Showing posts with label family. Show all posts
Showing posts with label family. Show all posts

Monday, January 8, 2018

Imagine you are a pitcher of water

Boundaries.

There are books, podcasts, metaphors, and illustrations galore on how important boundaries are. And yet it seems there are still many who struggle with maintaining healthy boundaries. This seems especially prevalent among individuals who work in what I like to call "helping professions" and ministry. Oftentimes "helping professions" are one and the same as "ministry" professions, but not always, which is why I felt the need to distinguish between the two. Far too often I have heard the phrase "This is a sacrifice", "Ministry is a sacrifice", or something similar to justify why a set of healthy boundaries are not put in place. I have seen people get overworked all in the name of helping people.

Do people need help? Absolutely. Is it admirable and good to have careers where we help others? Absolutely. Should we allow a world to exist where there are organizations and groups of people that others simply cannot live without? No. This is unhealthy and not sustainable.

If the organization or group that you work for cannot function without you there then maybe, just maybe, something is not right. Maybe others need to learn how to do what you do in order that you can have time for breaks. There is a time for creating job security in your field, but you also need times for rest.

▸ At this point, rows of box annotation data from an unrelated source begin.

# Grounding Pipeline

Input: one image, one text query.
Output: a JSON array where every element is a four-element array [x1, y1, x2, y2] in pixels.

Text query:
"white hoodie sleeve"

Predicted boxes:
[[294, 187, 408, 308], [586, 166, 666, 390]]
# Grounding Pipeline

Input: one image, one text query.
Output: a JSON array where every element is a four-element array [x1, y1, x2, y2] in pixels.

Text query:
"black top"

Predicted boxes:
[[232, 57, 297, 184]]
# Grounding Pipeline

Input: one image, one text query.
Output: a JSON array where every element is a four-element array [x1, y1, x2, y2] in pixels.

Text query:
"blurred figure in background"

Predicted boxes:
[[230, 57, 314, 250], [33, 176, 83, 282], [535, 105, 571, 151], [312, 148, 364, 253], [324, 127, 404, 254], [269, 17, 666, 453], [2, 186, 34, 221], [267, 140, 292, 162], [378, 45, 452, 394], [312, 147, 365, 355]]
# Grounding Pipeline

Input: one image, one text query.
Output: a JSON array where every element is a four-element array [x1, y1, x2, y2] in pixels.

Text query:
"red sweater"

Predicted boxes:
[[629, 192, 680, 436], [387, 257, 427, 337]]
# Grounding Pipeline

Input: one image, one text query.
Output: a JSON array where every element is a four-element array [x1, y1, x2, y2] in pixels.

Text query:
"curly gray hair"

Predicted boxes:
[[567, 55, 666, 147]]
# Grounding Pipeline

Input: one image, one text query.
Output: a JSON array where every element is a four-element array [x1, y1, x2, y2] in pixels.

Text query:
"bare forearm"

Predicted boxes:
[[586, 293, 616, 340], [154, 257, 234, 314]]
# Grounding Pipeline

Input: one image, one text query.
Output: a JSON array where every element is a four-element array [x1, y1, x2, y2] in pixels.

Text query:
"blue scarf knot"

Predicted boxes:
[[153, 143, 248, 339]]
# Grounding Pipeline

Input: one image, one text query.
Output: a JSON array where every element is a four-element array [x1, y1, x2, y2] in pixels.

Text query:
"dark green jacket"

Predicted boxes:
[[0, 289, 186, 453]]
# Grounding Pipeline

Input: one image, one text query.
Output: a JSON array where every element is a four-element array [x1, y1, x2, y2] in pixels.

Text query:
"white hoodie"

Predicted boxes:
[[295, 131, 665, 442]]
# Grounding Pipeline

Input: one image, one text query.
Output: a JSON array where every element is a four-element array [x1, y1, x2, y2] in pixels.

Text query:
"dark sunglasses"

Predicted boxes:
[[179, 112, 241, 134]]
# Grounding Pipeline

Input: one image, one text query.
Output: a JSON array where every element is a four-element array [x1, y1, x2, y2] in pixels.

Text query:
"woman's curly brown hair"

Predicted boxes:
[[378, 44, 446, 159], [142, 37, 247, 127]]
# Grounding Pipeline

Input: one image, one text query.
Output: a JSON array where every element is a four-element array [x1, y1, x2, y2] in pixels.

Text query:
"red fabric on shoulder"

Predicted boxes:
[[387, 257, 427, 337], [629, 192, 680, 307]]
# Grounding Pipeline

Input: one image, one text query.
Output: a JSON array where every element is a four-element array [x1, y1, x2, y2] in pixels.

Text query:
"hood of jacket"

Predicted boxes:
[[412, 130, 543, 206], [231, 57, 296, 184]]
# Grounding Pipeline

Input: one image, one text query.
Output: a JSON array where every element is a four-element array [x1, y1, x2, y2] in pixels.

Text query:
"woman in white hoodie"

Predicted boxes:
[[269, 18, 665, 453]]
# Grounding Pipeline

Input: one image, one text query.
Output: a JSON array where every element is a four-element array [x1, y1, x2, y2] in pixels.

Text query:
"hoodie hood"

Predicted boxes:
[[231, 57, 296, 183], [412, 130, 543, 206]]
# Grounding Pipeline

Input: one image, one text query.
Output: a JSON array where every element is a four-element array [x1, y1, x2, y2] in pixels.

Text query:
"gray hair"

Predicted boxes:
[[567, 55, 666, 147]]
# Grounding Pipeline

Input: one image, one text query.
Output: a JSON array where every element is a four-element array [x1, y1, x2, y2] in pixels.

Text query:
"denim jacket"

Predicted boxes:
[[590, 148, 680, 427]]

There are jobs where you can make sacrifices in the name of helping others. There is nothing wrong with that, but you need to be able to take care of yourself and your family too. There needs to be a balance.

I would like to end with another boundary metaphor. I am sure I am not the first to use this one, but I am not sure where it originated from. It's not a perfect metaphor, but it works.

Imagine you are a pitcher of water and your goal in life is to pour water into cups. You pour, pour, and pour your water into several cups and feel very accomplished. Eventually you will run out of water. What do you do when you run of out water? If you try to keep pouring water into more cups nothing will happen. What do you need to do? You need to refill with more water. You need to go to a source of water and fill up with more water before you can fill more cups. Also you need to realize that you only have so much water at a time so you need to pick which cups to fill up. If there are hundreds of cups you cannot possibly fill them all up, but you need to choose which ones you yourself can fill up.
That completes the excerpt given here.